Volatility is one of the most important characteristic describing a trend. Volatility monitoring and analysis allows to define periods of different price behavior. During the periods of low volatility (recorded during long-term up-trends), price trend changes are prolonged in time and the price corrections are small small. In opposite, during higher volatility price trends changes occurs more often and they are sharper and stronger (deeper). Furthermore, it is logical to use different indicators setting for technical indicators that are used to generate trading signals.
As an example, on the S&P 500 index chart below, you can see that, since July 2007, the S&P 500 index has been 2-3 times more volatile. This means that the price has been changing its direction 2-3 times more frequently since July 2007 then before. As a result, the technical indicator settings that were used in the period prior to August 2007 may fail to generate signals in subsequent months. The old indicator settings may simply open and close a trade when it is already too late.

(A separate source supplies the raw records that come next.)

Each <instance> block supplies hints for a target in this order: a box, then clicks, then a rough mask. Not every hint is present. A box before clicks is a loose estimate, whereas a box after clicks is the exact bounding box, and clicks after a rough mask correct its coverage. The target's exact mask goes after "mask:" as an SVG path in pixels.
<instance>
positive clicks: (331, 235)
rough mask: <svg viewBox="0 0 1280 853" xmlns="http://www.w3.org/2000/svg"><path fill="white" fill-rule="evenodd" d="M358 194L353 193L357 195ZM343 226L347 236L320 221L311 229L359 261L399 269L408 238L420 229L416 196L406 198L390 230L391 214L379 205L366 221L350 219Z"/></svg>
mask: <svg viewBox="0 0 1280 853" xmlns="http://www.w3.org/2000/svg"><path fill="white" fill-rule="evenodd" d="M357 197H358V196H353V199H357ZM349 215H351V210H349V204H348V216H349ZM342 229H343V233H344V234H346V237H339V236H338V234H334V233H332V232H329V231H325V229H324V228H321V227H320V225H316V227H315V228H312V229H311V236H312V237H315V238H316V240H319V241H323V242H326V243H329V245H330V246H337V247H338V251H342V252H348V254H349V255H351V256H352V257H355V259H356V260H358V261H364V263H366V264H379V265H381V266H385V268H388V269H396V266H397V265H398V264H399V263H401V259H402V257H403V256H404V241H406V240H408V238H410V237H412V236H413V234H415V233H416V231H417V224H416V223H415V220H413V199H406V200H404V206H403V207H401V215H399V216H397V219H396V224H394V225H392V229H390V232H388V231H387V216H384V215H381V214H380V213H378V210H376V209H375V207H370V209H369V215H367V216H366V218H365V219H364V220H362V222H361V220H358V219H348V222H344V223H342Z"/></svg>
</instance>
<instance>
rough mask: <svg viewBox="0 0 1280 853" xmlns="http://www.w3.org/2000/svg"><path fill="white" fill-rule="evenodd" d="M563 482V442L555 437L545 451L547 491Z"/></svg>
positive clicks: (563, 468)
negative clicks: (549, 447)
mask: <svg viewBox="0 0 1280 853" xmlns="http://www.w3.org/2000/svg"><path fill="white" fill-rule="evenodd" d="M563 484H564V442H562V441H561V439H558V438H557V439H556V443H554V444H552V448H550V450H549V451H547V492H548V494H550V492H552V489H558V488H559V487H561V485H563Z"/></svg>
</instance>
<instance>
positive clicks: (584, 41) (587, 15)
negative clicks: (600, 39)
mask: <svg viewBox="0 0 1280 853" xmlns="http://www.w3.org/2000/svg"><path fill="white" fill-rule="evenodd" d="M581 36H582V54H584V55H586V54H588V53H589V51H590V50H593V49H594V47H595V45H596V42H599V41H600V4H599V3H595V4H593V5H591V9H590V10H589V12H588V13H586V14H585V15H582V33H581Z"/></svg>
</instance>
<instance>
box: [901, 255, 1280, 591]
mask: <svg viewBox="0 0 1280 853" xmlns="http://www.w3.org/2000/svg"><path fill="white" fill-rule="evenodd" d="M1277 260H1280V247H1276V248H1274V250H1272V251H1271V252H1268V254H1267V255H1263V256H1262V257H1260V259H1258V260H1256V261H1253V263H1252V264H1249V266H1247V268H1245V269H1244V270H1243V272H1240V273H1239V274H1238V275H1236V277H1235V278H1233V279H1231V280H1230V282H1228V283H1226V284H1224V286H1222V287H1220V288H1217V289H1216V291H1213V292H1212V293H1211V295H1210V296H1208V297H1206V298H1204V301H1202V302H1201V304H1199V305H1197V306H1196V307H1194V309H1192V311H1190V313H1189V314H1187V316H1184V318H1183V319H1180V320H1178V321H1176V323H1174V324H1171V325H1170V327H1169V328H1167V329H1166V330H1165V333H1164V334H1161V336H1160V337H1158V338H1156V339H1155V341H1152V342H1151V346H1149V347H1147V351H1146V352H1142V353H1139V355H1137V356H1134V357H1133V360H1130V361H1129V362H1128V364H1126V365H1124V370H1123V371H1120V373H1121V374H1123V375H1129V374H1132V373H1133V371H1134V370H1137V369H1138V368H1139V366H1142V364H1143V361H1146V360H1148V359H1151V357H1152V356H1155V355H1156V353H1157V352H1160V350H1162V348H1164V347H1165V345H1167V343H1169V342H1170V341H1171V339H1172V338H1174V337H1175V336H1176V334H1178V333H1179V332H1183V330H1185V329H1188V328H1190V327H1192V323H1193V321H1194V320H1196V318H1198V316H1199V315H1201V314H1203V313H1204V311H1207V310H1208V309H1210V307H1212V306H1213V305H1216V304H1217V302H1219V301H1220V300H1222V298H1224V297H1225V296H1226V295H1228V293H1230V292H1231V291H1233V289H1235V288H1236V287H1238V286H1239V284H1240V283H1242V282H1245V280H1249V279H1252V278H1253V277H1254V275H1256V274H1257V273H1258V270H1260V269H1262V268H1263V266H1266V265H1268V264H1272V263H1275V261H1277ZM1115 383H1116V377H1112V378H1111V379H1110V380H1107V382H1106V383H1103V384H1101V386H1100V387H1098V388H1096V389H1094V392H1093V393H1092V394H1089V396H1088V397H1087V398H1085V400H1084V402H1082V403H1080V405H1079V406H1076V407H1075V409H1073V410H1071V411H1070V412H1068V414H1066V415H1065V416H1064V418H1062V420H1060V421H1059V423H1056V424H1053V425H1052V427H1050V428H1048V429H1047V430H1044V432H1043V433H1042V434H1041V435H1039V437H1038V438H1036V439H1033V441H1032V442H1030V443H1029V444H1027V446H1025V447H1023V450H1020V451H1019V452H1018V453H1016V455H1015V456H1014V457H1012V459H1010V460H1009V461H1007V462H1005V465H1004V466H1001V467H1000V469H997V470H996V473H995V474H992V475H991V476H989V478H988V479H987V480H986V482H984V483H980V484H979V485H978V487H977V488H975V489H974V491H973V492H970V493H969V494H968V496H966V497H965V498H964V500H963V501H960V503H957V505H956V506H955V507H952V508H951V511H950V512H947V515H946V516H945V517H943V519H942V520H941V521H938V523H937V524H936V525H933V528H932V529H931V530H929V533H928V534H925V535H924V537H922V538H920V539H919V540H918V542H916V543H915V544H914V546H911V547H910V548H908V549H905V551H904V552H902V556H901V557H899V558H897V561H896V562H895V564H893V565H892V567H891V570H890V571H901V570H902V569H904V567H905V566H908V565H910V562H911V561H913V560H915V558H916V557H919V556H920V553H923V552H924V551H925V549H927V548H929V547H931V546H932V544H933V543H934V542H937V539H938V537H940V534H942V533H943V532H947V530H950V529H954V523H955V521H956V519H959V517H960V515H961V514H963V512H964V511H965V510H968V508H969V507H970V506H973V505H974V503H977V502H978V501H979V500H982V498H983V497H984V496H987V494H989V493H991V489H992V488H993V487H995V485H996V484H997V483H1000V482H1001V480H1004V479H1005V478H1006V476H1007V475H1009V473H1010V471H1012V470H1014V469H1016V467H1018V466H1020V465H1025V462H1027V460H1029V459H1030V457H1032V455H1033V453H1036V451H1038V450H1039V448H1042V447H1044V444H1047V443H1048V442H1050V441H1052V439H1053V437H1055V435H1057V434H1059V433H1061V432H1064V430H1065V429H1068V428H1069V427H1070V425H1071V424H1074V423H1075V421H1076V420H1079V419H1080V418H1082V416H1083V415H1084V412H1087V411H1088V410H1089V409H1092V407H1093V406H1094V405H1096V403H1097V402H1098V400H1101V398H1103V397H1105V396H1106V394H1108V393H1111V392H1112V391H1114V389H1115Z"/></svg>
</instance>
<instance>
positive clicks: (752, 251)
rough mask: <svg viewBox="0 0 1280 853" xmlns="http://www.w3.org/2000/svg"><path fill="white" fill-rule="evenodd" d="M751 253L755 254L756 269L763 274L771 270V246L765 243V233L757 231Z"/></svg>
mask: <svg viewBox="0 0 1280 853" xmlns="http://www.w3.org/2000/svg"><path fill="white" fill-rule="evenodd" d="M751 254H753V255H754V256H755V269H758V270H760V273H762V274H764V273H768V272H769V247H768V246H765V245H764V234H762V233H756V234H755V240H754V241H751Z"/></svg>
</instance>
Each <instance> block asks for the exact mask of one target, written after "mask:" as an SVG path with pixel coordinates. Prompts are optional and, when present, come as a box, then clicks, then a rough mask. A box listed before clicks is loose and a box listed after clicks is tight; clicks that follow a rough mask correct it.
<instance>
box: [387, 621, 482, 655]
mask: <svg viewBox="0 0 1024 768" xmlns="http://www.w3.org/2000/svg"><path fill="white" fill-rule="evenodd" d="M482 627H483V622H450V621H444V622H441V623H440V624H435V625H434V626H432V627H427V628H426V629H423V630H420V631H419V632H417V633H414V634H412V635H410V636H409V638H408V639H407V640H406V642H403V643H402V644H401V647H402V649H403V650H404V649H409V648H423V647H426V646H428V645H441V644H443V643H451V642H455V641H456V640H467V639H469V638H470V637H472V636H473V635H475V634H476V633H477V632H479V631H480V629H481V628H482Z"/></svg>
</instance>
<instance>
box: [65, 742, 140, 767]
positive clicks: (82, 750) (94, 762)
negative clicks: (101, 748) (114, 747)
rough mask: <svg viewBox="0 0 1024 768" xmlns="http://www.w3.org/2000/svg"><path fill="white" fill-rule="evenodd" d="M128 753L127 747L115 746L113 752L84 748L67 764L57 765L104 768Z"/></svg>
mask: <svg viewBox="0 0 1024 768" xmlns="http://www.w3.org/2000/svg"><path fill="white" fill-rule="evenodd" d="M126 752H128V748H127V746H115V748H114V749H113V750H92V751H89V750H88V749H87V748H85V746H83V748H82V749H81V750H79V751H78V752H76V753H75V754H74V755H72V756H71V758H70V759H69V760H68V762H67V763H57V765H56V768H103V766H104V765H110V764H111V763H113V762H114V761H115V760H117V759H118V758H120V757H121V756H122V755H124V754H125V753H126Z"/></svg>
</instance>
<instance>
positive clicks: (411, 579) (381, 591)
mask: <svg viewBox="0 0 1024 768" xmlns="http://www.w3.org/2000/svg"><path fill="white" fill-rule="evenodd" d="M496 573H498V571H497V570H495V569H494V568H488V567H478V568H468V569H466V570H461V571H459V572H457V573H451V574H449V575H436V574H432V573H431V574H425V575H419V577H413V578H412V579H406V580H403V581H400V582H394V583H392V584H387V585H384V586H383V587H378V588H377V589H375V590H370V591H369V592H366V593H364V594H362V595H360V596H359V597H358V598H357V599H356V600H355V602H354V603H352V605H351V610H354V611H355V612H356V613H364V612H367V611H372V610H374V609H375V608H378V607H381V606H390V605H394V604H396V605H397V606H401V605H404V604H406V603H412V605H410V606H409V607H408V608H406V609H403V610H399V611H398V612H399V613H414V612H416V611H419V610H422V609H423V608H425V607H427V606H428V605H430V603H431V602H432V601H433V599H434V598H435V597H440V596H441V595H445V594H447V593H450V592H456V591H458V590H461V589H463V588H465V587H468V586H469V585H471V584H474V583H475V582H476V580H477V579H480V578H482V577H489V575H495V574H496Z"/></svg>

Chart 1: S&P 500 index chart - 14-day Average True Range (ATR).
As you can see, the ATR helps to identify highly volatile periods. In August 2007, by having ATR data, a trader could be willing to adjust the indicators to be more sensitive to, and react more quickly to, price changes, or a trader could be willing to adjust an indicator setting to avoid stronger swings.
ATR Formula and Calculations
The calculation of the ATR is simple and consists of two steps:
Step #1: Define the True Range (TR) - The True Range is defined as the highest of the following numbers:
- The difference between the current bar High and the current bar Low.
- The absolute value of the difference between the current bar High and the previous bar Close.
- The absolute value of the difference between the current bar Low and the previous bar Close.
Step #2: Apply the moving average to the defined TR.